As fantastic as choosing an RV for your travel needs can be, there is, of course, one main hurdle that makes RVing a bit of a hassle for some people, and that’s keeping everything powered up. Some people are essentially stuck going from campground to campground, so they can plug in at the end of the day and have very little in the way of personal freedom, which is the antithesis of RV travel in the first place. The next step from that is having a generator with you at all times. This means you’re now tethered to a bulky, noisy piece of equipment that has fuel needs of its own that you’ll need to stay on top of.
This brings us to the idea of using solar power to at least alleviate the power burden that comes from the semi off-grid lifestyle that RVing affords. A fully functioning solar rig serves well those who are serious about off-grid camping with their RVs. Five to ten years ago, having a functional rig was out of the price point for most people. But then, if this list from Stay On Trails is of any indication, the technology has only become more accessible and functional in recent years.
Before you can properly decide whether or not you’re going to make use of solar power in your RV, you’ll need to know how the flow of power works from sun to say, toaster. First, you’ll need to decide just how many solar panels you’re going to get. You might not want enough solar panels to completely power all of your drills, blenders, and toaster ovens, but instead just enough to boil a cup of coffee before getting back on the road. Figure out the amount of power you’re going to need in watts, and then decide how many panels you’ll buy to get that much wattage. Then, you’re going to set them up on top of your RV.
The process goes something like this once they’re set up properly: First, energy from the sun will go to your panels which will then be converted into usable electrical current by the panels. This will first flow through wires to a solar charge controller, which safely transfers the created power to the battery system in your RV. An excellent solar charge controller will work not to overcharge your batteries and damage them. After that, the power is in your battery waiting to be used.
It isn’t quite ready to be used, though. The power found in your battery is DC power, and can only be used if your device can be plugged into a cigarette adapter type of plug. To turn it into usable AC power that most things work from, you’ll need to purchase an inverter that will bring the stored power to your breaker box, and then to the outlets as usable energy.
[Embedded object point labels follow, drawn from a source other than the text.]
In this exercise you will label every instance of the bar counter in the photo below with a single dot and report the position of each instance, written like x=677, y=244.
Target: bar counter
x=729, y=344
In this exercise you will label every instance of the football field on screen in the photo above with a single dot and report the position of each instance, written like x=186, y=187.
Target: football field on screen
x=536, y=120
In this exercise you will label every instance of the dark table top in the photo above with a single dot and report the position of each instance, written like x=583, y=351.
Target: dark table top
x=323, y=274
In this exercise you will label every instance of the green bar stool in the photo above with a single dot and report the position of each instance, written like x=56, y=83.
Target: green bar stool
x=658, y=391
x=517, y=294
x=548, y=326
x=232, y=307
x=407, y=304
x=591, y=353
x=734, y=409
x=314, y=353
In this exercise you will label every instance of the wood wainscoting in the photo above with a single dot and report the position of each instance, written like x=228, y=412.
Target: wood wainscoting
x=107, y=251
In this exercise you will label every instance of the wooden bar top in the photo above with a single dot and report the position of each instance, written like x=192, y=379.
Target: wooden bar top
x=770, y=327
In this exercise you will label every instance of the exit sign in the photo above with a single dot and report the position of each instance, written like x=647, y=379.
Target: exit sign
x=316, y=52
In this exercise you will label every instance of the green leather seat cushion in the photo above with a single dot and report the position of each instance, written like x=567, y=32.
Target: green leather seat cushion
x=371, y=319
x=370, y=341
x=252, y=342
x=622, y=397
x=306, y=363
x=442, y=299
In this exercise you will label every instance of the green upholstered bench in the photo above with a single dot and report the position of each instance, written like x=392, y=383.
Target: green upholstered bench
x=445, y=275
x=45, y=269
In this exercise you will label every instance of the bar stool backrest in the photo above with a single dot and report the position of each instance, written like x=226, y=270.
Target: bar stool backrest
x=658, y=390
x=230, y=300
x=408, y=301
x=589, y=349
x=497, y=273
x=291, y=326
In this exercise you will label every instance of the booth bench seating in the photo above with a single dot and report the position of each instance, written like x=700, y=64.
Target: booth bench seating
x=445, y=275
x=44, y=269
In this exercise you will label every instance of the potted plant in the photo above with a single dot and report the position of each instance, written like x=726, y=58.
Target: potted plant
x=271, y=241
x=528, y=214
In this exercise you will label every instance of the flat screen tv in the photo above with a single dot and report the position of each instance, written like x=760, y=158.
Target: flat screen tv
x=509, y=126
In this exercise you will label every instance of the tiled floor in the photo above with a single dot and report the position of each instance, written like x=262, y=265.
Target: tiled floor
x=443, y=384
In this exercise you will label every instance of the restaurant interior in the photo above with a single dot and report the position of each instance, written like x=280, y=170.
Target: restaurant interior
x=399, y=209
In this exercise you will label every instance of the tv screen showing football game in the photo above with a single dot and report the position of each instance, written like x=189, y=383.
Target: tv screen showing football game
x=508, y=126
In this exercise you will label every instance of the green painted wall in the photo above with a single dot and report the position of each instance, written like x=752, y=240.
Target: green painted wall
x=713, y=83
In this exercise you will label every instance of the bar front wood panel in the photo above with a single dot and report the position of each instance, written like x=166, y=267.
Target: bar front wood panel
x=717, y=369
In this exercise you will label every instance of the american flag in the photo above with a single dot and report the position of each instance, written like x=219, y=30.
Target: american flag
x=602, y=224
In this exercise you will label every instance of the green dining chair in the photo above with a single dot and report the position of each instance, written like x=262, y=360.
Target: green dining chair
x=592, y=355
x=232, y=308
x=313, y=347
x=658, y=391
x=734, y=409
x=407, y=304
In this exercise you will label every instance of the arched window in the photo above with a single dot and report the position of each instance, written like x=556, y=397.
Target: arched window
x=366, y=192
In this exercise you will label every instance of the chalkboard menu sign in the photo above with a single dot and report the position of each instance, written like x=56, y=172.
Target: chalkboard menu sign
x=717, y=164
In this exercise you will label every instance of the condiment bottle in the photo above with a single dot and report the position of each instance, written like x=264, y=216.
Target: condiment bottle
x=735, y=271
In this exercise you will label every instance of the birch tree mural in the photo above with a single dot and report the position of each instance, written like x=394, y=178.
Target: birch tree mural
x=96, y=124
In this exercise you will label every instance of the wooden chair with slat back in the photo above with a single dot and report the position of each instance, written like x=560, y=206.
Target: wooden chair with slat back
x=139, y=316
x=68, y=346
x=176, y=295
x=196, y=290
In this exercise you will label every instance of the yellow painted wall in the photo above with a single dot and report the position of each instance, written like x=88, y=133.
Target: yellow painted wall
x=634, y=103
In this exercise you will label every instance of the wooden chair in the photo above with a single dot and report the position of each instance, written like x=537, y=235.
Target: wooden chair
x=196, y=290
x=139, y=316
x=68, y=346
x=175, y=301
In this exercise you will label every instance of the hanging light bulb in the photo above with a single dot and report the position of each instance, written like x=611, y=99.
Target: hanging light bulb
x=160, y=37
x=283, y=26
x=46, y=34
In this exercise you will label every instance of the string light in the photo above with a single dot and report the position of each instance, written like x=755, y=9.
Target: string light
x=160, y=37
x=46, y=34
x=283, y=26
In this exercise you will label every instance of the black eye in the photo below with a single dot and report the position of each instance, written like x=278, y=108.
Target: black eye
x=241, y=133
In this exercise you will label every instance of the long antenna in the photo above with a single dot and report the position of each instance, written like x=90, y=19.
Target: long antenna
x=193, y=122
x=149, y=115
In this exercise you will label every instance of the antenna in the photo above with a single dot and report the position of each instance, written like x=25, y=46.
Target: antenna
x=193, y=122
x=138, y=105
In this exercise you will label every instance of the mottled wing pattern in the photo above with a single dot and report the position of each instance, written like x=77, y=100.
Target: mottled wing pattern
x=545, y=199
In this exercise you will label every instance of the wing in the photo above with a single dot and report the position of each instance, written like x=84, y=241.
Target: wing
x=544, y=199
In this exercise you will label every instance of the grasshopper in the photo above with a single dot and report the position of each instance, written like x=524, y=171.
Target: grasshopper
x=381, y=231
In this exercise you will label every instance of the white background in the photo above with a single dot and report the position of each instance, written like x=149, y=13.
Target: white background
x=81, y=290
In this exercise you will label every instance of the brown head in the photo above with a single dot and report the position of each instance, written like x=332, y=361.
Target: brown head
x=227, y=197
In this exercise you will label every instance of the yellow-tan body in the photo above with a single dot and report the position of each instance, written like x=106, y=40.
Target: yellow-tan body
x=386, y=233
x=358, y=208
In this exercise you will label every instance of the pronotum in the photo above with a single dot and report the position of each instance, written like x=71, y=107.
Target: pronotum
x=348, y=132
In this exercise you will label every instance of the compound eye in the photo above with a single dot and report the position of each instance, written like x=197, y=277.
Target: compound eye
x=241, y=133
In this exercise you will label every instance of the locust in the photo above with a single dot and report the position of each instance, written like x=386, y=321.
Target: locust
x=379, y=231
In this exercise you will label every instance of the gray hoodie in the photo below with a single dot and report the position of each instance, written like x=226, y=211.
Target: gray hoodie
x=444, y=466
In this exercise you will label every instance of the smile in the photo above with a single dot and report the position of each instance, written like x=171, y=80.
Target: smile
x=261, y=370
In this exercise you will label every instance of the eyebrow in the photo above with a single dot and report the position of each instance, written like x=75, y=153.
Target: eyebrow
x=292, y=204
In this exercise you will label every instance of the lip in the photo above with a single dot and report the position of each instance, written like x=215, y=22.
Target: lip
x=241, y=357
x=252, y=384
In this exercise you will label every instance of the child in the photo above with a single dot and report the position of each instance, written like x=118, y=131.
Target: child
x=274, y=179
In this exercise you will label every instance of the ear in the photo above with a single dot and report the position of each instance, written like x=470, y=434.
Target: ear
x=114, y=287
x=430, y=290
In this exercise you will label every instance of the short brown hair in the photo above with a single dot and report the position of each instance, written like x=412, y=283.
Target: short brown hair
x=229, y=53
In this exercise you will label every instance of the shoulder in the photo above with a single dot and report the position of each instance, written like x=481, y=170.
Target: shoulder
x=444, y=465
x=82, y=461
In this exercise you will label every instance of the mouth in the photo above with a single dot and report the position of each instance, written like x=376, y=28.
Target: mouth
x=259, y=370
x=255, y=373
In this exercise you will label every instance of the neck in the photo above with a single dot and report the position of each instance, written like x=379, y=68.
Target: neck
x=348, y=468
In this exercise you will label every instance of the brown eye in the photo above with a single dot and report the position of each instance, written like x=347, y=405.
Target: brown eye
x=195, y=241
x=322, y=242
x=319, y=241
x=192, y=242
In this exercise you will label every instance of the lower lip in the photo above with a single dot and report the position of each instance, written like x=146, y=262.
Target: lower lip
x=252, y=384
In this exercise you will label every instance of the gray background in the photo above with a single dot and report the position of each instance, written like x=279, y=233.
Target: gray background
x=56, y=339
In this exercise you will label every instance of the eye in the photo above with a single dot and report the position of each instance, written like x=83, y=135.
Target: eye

Voila, you got power from the sun!
Choosing solar panels might seem expensive at first. However, after you sink in the initial cost, there’s very little in the way of maintenance or upkeep, and you’ll probably end up saving money in generator fuel over time. Solar power is renewable, quiet, and good for the environment, which is a secondary driving factor for the rapid adoption of more solar capable RVs. You’re going on vacation to soak in the rays, why shouldn’t your RV do the same?